Late last month the ACCC announced that it has commenced consent proceedings against ANZ and Macquarie in relation to allegations of attempted cartel conduct.
The proceedings involve conduct in 2011, when traders at Macquarie and ANZ, as well as other banks, are alleged to have communicated in private chatrooms about submissions to be made to the Association of Banks in Singapore about the benchmark rate for the Malaysian ringgit (MYR), and the Macquarie and ANZ traders are alleged to have tried to make arrangements with other banks to make high or low submissions.
The ACCC, ANZ and Macquarie have agreed on facts and penalties to be submitted to the Federal Court. The proposed penalties are $9 million for ANZ and $6 million for Macquarie, as well as costs contributions.

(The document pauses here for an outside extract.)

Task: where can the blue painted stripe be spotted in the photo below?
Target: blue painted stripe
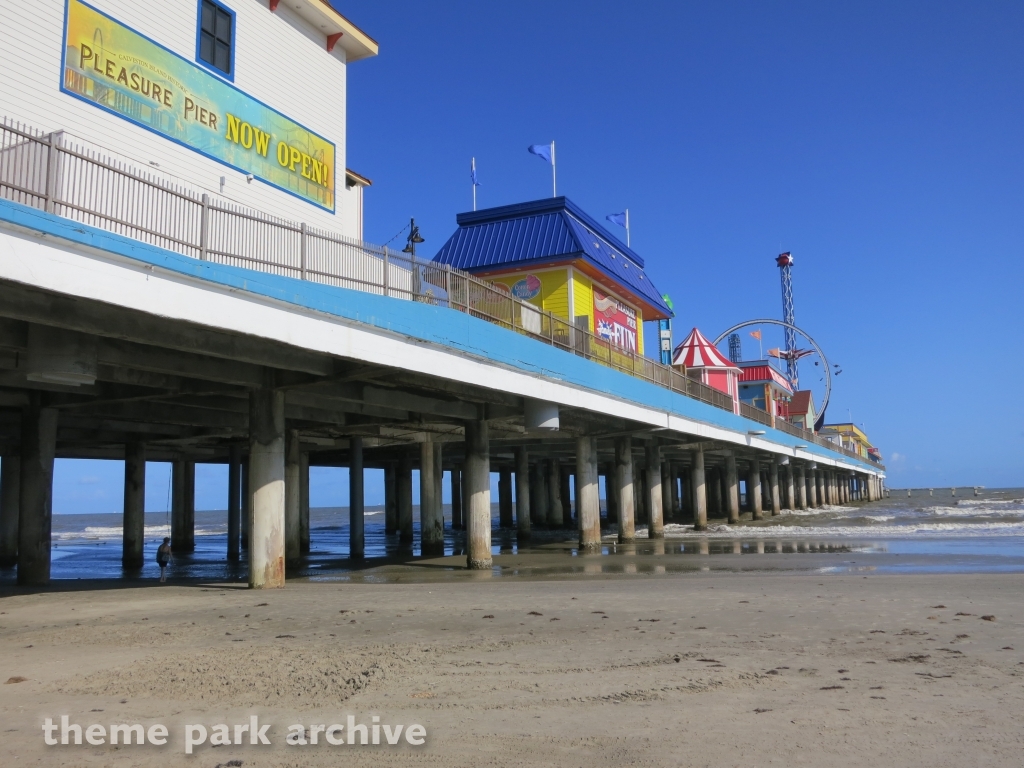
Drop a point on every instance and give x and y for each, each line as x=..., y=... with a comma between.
x=446, y=328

These proposed penalties compare with the maximum penalties as follows:
- $10 000 000
- 3 times the total value of the benefits attributable to the conduct
- where benefits cannot be determined, 10 per cent of the annual turnover of the corporate group in the preceding 12 months,
whichever is the greater.
The MYR benchmark rate is used as a reference rate for settling non-deliverable forward contracts (NDFs). The ACCC has pointed out that the MYR NDF market in Australia in 2011 was worth approximately $9 to 10 billion and that ANZ and Macquarie’s customers included Australian companies, stating that “the integrity of foreign exchange markets plays a fundamental role in our market economy.”
However, it’s of interest to note that the conduct alleged in these proceedings occurred entirely outside Australia.